Das nunmehr selbstlaufende Hauptaggregat 20 bzw. die Brennkraftmaschine dreht sich mit ausreichend hoher Drehgeschwindigkeit und treibt dann den Startergenerator generatorisch an.
Eine Standklimatisierung findet statt, wenn das Hauptaggregat 20 stillgelegt ist und die Antriebswelle 23 nicht mehr rotiert. Um nun eine Standklimatisierung zu erreichen, treibt der Startergenerator in nunmehr umgekehrter Drehrichtung gegenüber dem Starter-bzw.

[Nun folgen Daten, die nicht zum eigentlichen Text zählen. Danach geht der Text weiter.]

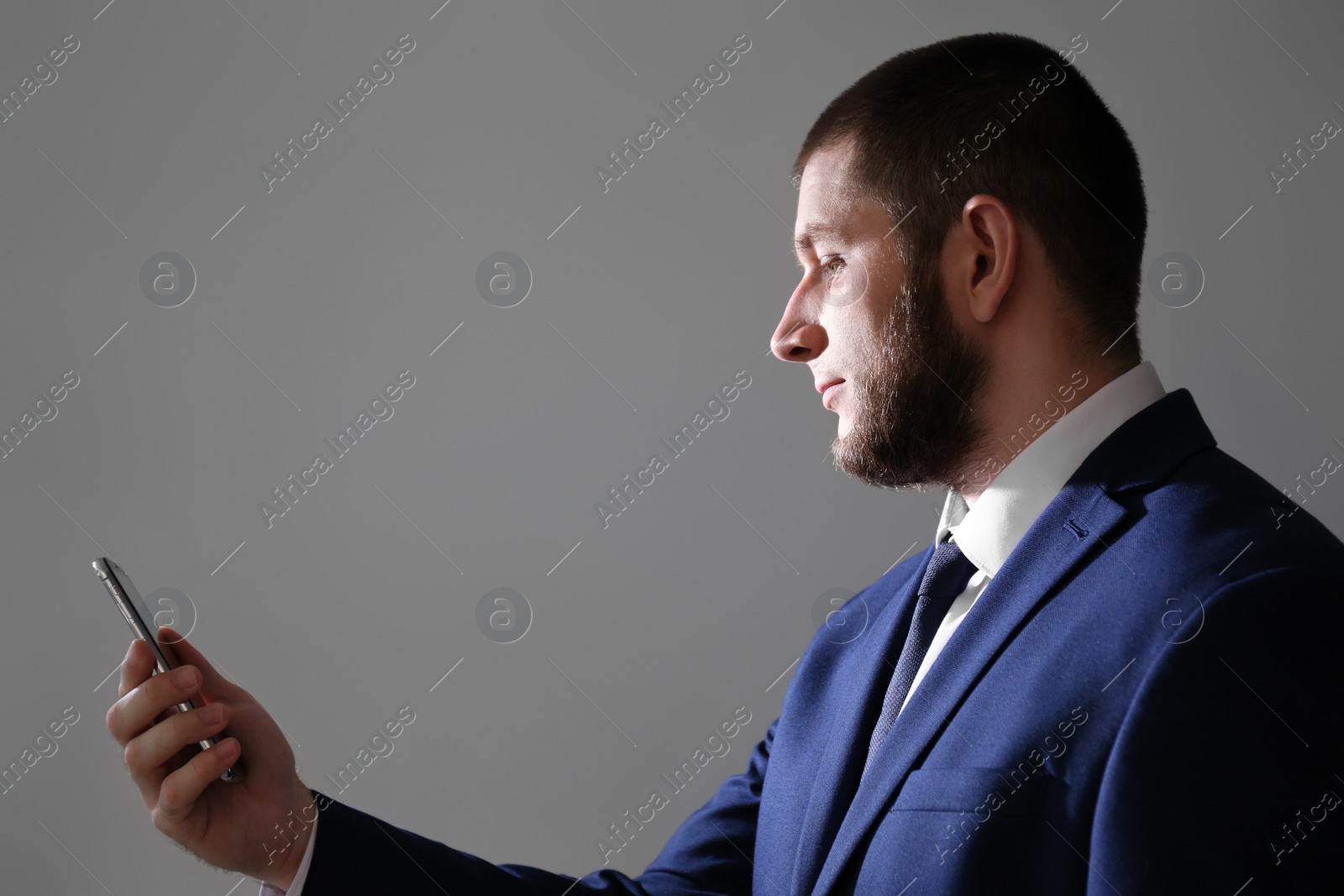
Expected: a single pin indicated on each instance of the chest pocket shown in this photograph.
(980, 793)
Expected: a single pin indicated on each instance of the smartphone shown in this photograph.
(140, 620)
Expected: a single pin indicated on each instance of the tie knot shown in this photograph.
(948, 574)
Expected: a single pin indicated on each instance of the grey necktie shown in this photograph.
(944, 579)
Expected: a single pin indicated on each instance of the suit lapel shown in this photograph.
(1050, 548)
(1075, 527)
(842, 761)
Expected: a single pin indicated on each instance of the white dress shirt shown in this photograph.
(988, 531)
(1001, 515)
(296, 888)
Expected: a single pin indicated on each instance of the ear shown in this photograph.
(990, 242)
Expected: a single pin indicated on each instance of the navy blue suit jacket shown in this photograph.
(1146, 699)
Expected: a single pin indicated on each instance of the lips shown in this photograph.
(830, 391)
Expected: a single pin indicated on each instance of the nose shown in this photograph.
(800, 336)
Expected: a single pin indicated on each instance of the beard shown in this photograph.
(911, 398)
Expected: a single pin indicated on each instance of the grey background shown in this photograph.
(696, 600)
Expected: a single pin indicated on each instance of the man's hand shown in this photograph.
(257, 825)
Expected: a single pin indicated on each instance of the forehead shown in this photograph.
(830, 204)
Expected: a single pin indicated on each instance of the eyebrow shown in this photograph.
(815, 228)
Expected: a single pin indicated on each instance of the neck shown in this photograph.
(1018, 409)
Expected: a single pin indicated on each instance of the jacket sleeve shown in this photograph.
(1226, 768)
(710, 855)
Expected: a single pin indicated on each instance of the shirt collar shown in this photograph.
(1011, 503)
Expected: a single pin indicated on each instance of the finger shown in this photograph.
(179, 792)
(143, 705)
(148, 754)
(215, 687)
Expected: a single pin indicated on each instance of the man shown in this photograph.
(1112, 672)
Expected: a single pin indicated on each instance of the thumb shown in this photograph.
(213, 681)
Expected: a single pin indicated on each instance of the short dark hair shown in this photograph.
(1057, 156)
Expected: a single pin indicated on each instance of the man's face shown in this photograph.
(884, 329)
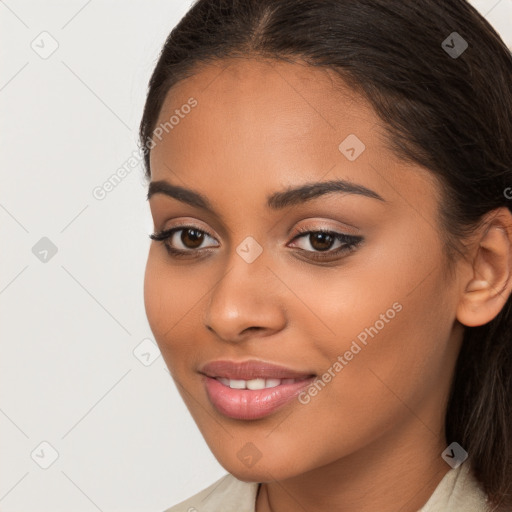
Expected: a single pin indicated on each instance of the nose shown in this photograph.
(246, 302)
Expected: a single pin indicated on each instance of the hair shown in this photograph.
(449, 114)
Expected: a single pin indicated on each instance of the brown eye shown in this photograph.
(191, 238)
(321, 241)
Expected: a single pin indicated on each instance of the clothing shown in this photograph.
(458, 491)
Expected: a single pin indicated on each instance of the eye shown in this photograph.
(189, 241)
(320, 242)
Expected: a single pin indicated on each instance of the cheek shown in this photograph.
(172, 298)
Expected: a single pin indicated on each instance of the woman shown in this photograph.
(330, 275)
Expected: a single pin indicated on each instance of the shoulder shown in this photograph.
(458, 491)
(227, 494)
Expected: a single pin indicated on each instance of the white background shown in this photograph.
(70, 325)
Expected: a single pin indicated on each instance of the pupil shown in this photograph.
(196, 238)
(325, 240)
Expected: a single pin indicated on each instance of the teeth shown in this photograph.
(254, 383)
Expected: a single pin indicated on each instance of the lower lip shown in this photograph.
(251, 404)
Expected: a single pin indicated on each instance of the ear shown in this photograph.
(490, 283)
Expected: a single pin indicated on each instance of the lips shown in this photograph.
(252, 389)
(249, 370)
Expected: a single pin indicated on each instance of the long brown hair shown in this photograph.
(449, 112)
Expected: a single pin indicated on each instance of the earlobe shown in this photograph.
(490, 286)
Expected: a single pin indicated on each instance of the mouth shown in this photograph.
(251, 389)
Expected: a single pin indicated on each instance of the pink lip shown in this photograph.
(251, 369)
(248, 404)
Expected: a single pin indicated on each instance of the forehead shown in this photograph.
(263, 125)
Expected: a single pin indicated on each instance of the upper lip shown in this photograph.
(252, 369)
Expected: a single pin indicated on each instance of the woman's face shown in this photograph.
(375, 322)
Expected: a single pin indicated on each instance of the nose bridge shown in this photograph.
(241, 299)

Generatorbetrieb das Rad 38 an. Die zweite Kupplung 63 ist in dieser Betriebsart offen, so dass das Hohlradteil 53 frei dreht und kein Drehmoment auf die Antriebswelle 23 übertragen wird. Der Klimakompressor 35 wird dann mit der umgekehrten Drehrichtung angetrieben. Dies ist insbesondere bei mechanischen Klimakompressoren 25 problemlos möglich.
In einem weiteren Ausführungsbeispiel nach Fig. 7 ist zwischen das Hohlradteil 53 und zwischen die erste Kupplung 60 eine dritte Kupplung 98 angeordnet. Diese dritte Kupplung 98 ist wiederum als Freilaufkupplung ausgebildet. Die Lage der zweiten Kupplung 63 ist dabei gleichwirkend zu der Anordnung, wie sie in Fig. 4 dargestellt ist. In Fig. 8 ist
ein Teilquerschnitt der Kupplungsanordnung aus Fig. 7 entlang der Linie VII-VII dargestellt. Die Drehbewegung eines Außenrings 101 der dritten Kupplung 98 ist gegenüber der ortsfesten Umgebung 66 durch die Klemmkörper 104 daran gehindert in der zweiten Drehrichtung DR2 zu drehen. Das Außenteil 89 der ersten Kupplung 60 ist durch die Klemmkörper 105 der dritten Kupplung 98 wiederum daran gehindert, gegenüber dem Außenring 101 in der ersten Drehrichtung DR1 zu drehen. Gegenüber dem Ausführungsbeispiel nach Fig. 4 mit der Kupplung nach Fig. 5 bzw. Fig. 6 ist im Startfall die Stellung der ersten Kupplung 60 nun ohne Einfluss, da die dritte Kupplung 98 in dieser Situation geöffnet ist. Wahrend des Starts kann die erste Kupplung 60 also zu einem beliebigen Zeitpunkt schließen. Im generatorischen Betrieb übertragen dann die erste Kupplung 60 und die zweite Kupplung 98 das Drehmoment zum Antrieb des Startergenerators.